Acknowledging that his casino gambling proposal faces long odds, Gov. Steve Beshear switched course Thursday and proposed a cigarette tax increase that would leverage $800 million over two years to bolster his bare-bones budget.
The next day Beshear met with the house Democratic caucus to pimp his new proposal. Almost immediately afterward, the house Democrats decided to ignore him and continue on their own path.
House Democrats yesterday rejected Gov. Steve Beshear's proposed cigarette-tax increase and directed sharp criticism at him.
After hearing Beshear, a Democrat, make his pitch in a closed meeting, the House majority caucus decided to stick with its own revenue plan as it prepares to vote on a budget bill next week. The plan includes a 25-cent increase in the state's 30-cent-per-pack cigarette tax.

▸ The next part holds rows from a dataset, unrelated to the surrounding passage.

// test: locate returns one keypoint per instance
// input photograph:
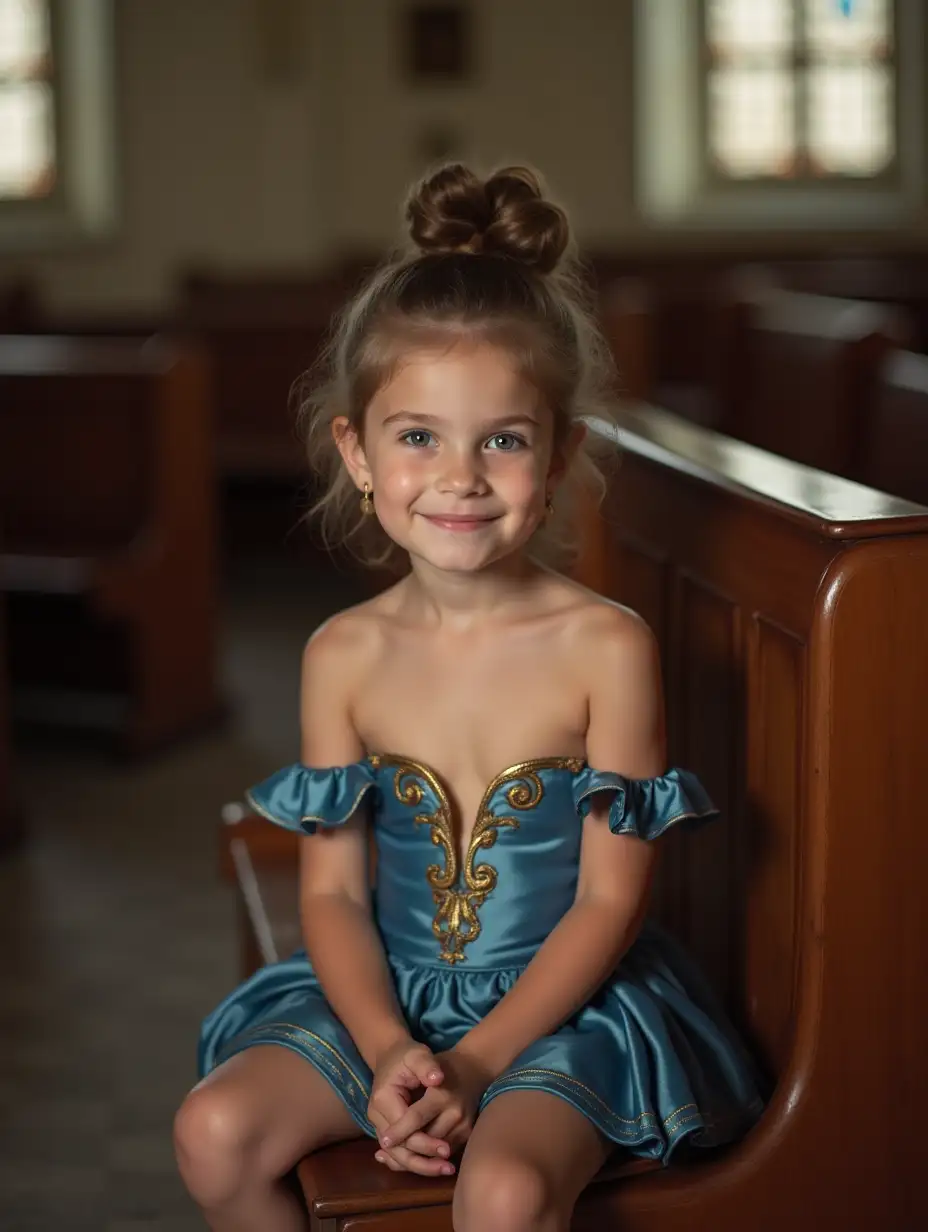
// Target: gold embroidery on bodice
(456, 923)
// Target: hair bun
(454, 211)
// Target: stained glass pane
(24, 37)
(735, 27)
(751, 121)
(850, 128)
(862, 28)
(26, 139)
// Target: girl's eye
(505, 441)
(417, 436)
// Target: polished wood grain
(895, 451)
(107, 497)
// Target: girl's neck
(465, 601)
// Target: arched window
(28, 142)
(780, 113)
(799, 89)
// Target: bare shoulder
(346, 643)
(616, 656)
(606, 627)
(597, 626)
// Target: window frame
(81, 205)
(712, 176)
(674, 182)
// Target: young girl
(499, 729)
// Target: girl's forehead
(460, 368)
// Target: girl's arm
(626, 734)
(338, 927)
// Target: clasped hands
(423, 1106)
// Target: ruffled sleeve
(301, 798)
(646, 807)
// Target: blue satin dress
(650, 1060)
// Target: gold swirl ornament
(456, 922)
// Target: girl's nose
(462, 476)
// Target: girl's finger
(428, 1145)
(423, 1063)
(414, 1118)
(420, 1164)
(441, 1129)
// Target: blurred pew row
(118, 435)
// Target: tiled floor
(117, 934)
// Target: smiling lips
(459, 521)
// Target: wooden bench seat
(109, 561)
(790, 610)
(345, 1180)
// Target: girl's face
(459, 451)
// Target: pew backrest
(802, 375)
(895, 453)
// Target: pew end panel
(789, 606)
(120, 535)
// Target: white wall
(219, 164)
(223, 163)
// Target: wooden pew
(895, 453)
(261, 334)
(802, 372)
(10, 812)
(790, 610)
(109, 532)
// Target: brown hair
(489, 259)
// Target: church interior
(189, 194)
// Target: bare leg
(244, 1127)
(526, 1162)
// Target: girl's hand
(449, 1110)
(401, 1072)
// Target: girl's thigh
(530, 1153)
(263, 1109)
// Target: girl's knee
(215, 1143)
(503, 1195)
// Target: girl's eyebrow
(503, 420)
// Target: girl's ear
(565, 453)
(349, 446)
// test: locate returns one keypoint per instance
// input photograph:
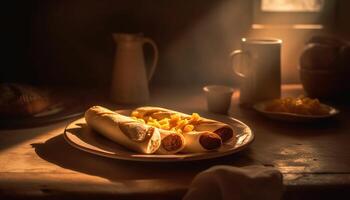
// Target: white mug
(259, 69)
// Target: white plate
(79, 135)
(293, 117)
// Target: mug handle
(234, 67)
(155, 58)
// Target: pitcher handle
(155, 58)
(234, 67)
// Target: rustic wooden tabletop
(314, 158)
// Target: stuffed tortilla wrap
(124, 130)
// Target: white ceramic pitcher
(130, 77)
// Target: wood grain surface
(314, 158)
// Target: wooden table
(314, 158)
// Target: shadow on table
(57, 151)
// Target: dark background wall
(66, 42)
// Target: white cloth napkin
(235, 183)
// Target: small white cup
(218, 98)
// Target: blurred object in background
(260, 71)
(325, 67)
(130, 77)
(293, 21)
(17, 100)
(23, 105)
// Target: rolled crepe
(224, 131)
(123, 130)
(172, 142)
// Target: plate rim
(191, 157)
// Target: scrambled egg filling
(299, 105)
(174, 123)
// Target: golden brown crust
(172, 142)
(210, 141)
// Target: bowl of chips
(296, 109)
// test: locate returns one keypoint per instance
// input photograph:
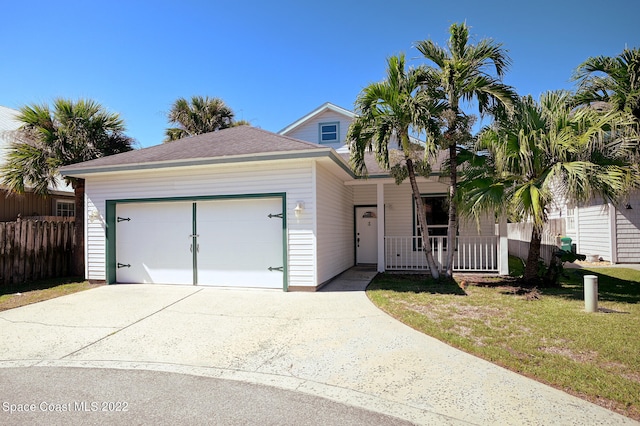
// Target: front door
(366, 235)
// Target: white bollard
(590, 293)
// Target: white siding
(594, 228)
(365, 195)
(335, 225)
(292, 177)
(309, 131)
(628, 231)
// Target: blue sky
(272, 62)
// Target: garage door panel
(239, 243)
(155, 243)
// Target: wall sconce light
(94, 215)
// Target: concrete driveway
(334, 345)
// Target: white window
(570, 219)
(329, 132)
(65, 208)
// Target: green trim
(110, 253)
(285, 249)
(194, 241)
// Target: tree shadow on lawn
(415, 283)
(610, 289)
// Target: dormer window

Thursday night, in a surprise move, Beshear proposed raising the tax by 70 cents and using some of the revenue to secure a bond issue to help pay continuing state expenses.
He was critical of the revenue proposal fashioned by House Democratic leaders, and yesterday they returned fire.
"Our budget is responsible, and the governor's is irresponsible," said Rep. Harry Moberly, the chairman of the Appropriations and Revenue Committee, after the hour-long meeting in which Beshear argued for his plan.
Moberly, D-Richmond, said he was furious with Beshear's unexpected cigarette-tax proposal and his charge that the House had used "funny money" in devising its revenue plan.
Moberly described Thursday evening's meeting, at which House leaders were to give Beshear their revenue plan, as an "ambush" by the governor.
Wow! It is amazing how quick Beshear has fallen from conquering hero to an afterthought. Members of his own party are ignoring him and have pretty much told him to shove it. Three months is all it took. Quite an accomplishment.
I remember back to the Democratic debates when pressed on how he would get his casino bill through the house, Beshear responded that he would force legislation through. Comrade Richards said at the time his attitude would never fly in Frankfort. Moberly brought those prophetic words to life yesterday.
Moberly said of Beshear, "We want him to understand that we're an equal branch of government, and we're not going to be treated the way we were treated yesterday.
Beshear has lost any control he had on legislation for this session. His influence is about zero right now. It will be interesting to see if he learns anything from this debacle and regains any of his stature in the coming years. Otherwise he has quite effectively turned himself into a lame duck Governor.